Meta et son PDG Mark Zuckerberg font face à un recours collectif de la part de cinq grands éditeurs de livres et de l’auteur Scott Turow, alléguant une violation du droit d’auteur dans la formation de sa plateforme d’IA générative Llama. Les plaignants comprennent Hachette, Macmillan, McGraw Hill, Elsevier et Cengage.

Le procès prétend que les défendeurs ont reproduit et distribué des millions d’œuvres protégées par le droit d’auteur sans autorisation et sans compensation pour les auteurs ou les éditeurs. La plainte indique que “Zuckerberg lui-même a personnellement autorisé et encouragé activement cette infraction”.

Meta a déjà fait face à plusieurs poursuites concernant les matériaux utilisés pour entraîner les lamas. Un procès distinct intenté par un autre groupe d’auteurs en 2023 a échoué.
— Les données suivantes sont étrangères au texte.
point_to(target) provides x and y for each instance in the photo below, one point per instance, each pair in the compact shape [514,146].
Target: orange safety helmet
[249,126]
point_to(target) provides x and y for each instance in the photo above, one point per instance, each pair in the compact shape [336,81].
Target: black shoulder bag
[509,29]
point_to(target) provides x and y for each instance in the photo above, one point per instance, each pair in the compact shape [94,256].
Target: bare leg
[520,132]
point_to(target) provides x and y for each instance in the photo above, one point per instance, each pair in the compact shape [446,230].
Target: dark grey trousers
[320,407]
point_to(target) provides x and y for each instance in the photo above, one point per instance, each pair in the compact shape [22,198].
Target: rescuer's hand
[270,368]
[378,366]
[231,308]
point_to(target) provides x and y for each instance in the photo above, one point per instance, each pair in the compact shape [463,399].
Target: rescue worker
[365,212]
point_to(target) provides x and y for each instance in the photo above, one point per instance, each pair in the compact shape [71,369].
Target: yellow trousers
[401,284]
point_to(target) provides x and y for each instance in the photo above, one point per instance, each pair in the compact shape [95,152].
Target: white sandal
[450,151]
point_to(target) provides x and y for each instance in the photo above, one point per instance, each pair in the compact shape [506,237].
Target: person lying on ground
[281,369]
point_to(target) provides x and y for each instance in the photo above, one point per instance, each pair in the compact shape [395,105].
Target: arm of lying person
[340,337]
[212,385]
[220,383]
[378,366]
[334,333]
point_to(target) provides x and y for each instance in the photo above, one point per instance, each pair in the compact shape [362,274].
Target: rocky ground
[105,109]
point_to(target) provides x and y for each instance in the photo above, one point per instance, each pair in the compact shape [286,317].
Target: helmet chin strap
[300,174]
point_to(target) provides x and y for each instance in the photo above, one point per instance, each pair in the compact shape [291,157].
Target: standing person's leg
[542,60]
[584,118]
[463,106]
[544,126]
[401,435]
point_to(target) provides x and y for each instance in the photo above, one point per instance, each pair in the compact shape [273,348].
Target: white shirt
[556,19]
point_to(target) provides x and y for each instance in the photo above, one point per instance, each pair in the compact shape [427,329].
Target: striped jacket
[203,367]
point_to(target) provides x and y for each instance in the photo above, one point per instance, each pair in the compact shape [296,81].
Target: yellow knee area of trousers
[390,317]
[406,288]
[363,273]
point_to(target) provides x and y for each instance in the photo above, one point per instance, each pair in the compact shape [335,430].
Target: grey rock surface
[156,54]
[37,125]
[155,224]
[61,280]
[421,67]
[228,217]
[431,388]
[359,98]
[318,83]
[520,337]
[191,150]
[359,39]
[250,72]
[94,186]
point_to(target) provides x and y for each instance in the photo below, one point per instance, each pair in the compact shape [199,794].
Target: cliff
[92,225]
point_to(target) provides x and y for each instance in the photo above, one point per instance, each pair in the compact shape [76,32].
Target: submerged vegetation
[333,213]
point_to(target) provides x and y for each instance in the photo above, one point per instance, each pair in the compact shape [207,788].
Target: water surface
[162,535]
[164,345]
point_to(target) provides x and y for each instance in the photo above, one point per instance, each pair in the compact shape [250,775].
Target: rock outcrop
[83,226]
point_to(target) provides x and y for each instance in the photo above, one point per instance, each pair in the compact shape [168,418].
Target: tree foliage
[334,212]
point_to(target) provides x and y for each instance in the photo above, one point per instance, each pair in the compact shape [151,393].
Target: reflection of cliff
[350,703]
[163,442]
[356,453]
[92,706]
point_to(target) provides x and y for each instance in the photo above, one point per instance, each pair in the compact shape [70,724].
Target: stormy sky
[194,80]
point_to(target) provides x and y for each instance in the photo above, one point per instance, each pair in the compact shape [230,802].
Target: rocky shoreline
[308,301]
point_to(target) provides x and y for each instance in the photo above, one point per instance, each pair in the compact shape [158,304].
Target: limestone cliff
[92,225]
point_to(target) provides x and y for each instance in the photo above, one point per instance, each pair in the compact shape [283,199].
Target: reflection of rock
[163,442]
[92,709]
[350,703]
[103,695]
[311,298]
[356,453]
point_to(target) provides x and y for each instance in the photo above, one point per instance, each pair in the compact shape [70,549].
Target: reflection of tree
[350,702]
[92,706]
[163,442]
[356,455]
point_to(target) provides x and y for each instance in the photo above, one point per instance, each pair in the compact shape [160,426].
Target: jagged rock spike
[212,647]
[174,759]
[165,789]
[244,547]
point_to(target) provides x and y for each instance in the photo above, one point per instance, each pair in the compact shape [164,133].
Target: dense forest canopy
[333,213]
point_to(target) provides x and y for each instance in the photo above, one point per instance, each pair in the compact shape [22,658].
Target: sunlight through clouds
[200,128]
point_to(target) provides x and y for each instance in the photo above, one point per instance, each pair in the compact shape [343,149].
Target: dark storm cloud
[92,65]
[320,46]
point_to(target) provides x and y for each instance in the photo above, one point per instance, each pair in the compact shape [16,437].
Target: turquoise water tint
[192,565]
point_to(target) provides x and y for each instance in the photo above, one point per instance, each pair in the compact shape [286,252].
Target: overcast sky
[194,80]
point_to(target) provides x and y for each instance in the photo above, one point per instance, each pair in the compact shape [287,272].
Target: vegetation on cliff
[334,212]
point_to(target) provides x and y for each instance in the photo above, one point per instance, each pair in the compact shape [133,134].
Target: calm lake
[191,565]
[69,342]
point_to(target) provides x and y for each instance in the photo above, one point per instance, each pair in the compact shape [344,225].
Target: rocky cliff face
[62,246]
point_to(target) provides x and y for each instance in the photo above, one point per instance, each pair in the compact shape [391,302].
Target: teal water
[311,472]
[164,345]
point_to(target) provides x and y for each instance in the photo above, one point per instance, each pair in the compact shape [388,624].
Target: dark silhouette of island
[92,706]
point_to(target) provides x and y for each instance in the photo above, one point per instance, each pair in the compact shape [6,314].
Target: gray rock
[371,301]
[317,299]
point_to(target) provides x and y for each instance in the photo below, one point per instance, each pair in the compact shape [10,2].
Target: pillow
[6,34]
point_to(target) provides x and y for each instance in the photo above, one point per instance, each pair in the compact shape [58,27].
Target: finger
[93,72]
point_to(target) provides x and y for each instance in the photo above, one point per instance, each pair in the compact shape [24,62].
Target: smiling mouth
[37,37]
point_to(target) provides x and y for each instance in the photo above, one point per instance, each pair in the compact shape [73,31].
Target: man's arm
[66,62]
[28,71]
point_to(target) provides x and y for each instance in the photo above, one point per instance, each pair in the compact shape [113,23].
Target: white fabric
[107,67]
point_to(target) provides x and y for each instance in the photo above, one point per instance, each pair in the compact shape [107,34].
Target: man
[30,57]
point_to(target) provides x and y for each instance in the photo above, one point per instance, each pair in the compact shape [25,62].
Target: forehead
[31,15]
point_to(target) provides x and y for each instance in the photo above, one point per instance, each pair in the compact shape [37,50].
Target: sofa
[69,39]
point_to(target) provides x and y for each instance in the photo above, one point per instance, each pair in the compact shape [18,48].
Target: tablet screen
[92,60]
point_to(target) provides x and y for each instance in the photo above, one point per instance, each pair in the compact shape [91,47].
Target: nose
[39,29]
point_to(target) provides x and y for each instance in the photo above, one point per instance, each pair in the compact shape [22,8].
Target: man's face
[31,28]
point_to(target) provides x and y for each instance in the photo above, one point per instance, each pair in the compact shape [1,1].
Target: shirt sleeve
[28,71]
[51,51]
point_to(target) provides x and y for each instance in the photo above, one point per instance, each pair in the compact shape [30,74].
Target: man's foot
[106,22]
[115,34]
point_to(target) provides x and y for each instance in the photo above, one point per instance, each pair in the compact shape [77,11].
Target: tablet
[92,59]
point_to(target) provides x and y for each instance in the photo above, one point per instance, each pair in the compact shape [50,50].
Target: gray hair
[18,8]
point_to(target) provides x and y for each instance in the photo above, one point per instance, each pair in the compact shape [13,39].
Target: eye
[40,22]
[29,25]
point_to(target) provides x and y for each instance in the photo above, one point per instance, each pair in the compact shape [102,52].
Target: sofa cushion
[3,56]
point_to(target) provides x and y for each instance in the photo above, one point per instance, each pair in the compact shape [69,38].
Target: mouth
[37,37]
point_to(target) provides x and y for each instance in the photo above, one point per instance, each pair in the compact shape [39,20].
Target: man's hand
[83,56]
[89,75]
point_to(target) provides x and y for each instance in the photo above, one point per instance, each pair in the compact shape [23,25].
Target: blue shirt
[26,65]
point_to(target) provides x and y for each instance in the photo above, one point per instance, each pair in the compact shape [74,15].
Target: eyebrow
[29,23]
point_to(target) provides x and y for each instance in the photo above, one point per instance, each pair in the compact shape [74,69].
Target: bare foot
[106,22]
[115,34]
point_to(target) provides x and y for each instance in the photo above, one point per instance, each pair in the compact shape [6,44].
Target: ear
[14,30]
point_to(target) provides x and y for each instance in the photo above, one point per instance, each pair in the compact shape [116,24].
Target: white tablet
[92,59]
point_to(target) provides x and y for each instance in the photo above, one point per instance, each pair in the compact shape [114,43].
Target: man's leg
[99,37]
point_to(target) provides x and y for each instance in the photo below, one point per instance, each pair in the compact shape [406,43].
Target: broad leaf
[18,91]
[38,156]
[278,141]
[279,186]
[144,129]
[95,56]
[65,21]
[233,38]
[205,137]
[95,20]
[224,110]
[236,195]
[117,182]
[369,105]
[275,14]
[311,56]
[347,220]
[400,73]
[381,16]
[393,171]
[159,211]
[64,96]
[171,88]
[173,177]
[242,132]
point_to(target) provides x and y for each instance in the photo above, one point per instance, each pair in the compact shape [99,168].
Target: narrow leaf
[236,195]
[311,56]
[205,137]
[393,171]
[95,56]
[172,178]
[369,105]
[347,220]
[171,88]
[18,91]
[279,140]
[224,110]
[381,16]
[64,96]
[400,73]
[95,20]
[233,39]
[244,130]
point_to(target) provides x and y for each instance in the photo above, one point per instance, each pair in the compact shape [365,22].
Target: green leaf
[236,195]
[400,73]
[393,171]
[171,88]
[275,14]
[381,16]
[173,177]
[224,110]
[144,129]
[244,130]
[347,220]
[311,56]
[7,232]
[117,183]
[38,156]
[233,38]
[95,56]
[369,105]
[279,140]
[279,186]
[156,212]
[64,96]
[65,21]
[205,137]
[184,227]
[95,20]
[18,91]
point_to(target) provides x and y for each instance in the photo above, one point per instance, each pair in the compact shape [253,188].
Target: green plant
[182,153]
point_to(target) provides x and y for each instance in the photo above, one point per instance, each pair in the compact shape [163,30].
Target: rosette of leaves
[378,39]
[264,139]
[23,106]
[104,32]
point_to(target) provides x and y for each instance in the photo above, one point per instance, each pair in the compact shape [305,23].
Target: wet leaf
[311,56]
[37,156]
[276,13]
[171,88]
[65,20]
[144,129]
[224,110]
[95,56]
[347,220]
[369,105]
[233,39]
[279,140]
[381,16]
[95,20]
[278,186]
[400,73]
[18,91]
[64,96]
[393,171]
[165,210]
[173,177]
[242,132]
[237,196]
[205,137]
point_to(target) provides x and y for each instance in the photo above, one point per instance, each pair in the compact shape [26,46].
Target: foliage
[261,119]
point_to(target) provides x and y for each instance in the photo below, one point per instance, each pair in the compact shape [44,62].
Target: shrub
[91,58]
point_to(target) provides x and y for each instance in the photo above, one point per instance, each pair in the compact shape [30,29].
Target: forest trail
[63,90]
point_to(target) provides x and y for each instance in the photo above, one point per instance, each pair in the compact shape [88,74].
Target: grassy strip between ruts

Le rôle présumé de Zuckerberg dans l’incitation à l’utilisation de documents protégés par le droit d’auteur a été souligné dans une affaire intentée par LibGen, tandis qu’un groupe d’auteurs britanniques a soulevé des préoccupations en matière de droits d’auteur l’année dernière, bien que cette affaire n’ait pas été portée devant les tribunaux.

Dans une affaire connexe contre Anthropic, un juge n’a pas soutenu la plainte pour violation du droit d’auteur, mais a suggéré que le piratage pourrait offrir une voie alternative aux auteurs cherchant à obtenir des dommages-intérêts auprès des sociétés d’IA. En réponse au recours collectif actuel, le représentant de Meta, Dave Arnold, a déclaré : « L’IA stimule les innovations transformatrices, la productivité et la créativité des individus et des entreprises, et les tribunaux ont conclu à juste titre que la formation de l’IA sur du matériel protégé par le droit d’auteur peut être considérée comme une utilisation équitable », faisant référence à l’absence de précédent juridique réussi pour les réclamations pour violation du droit d’auteur dans ce contexte.